A couple of days ago, I ran a sort of repeated, 3 hour, Digital Sandbox workshop session to students on the Goldsmiths’ MA/MSc in Creating Social Media (thanks to @danmcquillan for the invite and the #castlondon students for being so tolerant and engaged ;-)
I guess the main theme was how messy tinkering can be, and how simple ideas often don’t work as you expect them to, often requiring hacks, workarounds and alternative approaches to get things working at all, even if not reliably (which is to say: some of the demos borked;-)
Anyway… the topics covered were broadly:
1) getting data into a form where we can make it flow, as demonstrated by “my hit”, which shows how to screenscrape tabular data from a Wikipedia page using Google spreadsheets, republish it as CSV (eventually!), pull it into a Yahoo pipe and geocode it, then publish it as a KML feed that can be rendered in a Google map and embedded in an arbitrary web page.
2) getting started with Gephi as a tool for visualising and interactively having a conversation with a network represented data set.

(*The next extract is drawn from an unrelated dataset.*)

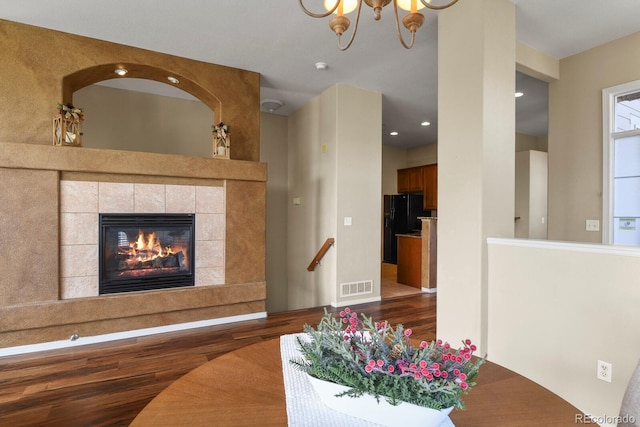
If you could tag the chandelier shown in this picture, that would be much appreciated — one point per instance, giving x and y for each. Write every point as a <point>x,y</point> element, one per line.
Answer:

To support post hoc activities, I had a play with a Delicious stack as a way of aggregating a set of tutorial like blog posts I had laying around that were related to each of the activities:
I’d been quite dismissive of Delicious stacks when they first launched (see, for example, Rediscovering playlists), but I’m starting to see how they might actually be quite handy as a way of bootstrapping my way into a set of uncourses and/or ebooks around particular apps and technologies. There’s nothing particularly new about being able to build ordered sets of resources, of course, but the interesting thing for me is that even if I don’t get as far as editing a set of posts into a coherent mini-guide, a well ordered stack may itself provide a useful guide to a particular application, tool, set of techniques or topic.
As to why a literal repackaging of blog posts around a particular tool or technology as an ebook may not be such a good idea in and of itself, see Martin Belam’s post describing his experiences editing a couple of Guardian Shorts*: “Who’s Who: The Resurrection of the Doctor”: Doctor Who ebook confidential and Editing the Guardian’s Facebook ebook…
* One of the things I’ve been tracking lately is engagement by the news media in alternative ways of trying to sell their content. A good example of this is the Guardian, who have been repackaging edited collections of (medium and long form) articles on a particular theme as “Guardian Shorts“. So for example, there are e-book article collection wrappers around the breaking of the phone hacking story, or investigating last year’s UK riots. If you want a quick guide to jazz or an overview of the Guardian datastore approach to data journalism, they have those too. (Did I get enough affiliate links in there, do you think?!;-)
This rethinking of how to aggregate, reorder and repackage content into saleable items is something that may benefit content producing universities. This is particularly true in the case of the OU, of course, where we have been producing content for years, and recently making it publicly available through a variety of channels, such as OpenLearn, or, err, the other OpenLearn, via iTunesU, or YouTube, OU/BBC co-productions and so on. It’s also interesting to note how the OU is also providing content (under some sort of commercial agreement…?) to other publishers/publications, such as the New Scientist:
There are other opportunities too, of course, such as Martin Weller’s suggestion that it’s time for the rebirth of the university press, or, from another of Martin’s posts, the creation of “special issue open access journal collections” (Launching Meta EdTech Journal), as well as things like The University Expert Press Room which provides a channel for thematic content around a news area and which complements very well, in legacy terms, the sort of model being pursued via Guardian Shorts?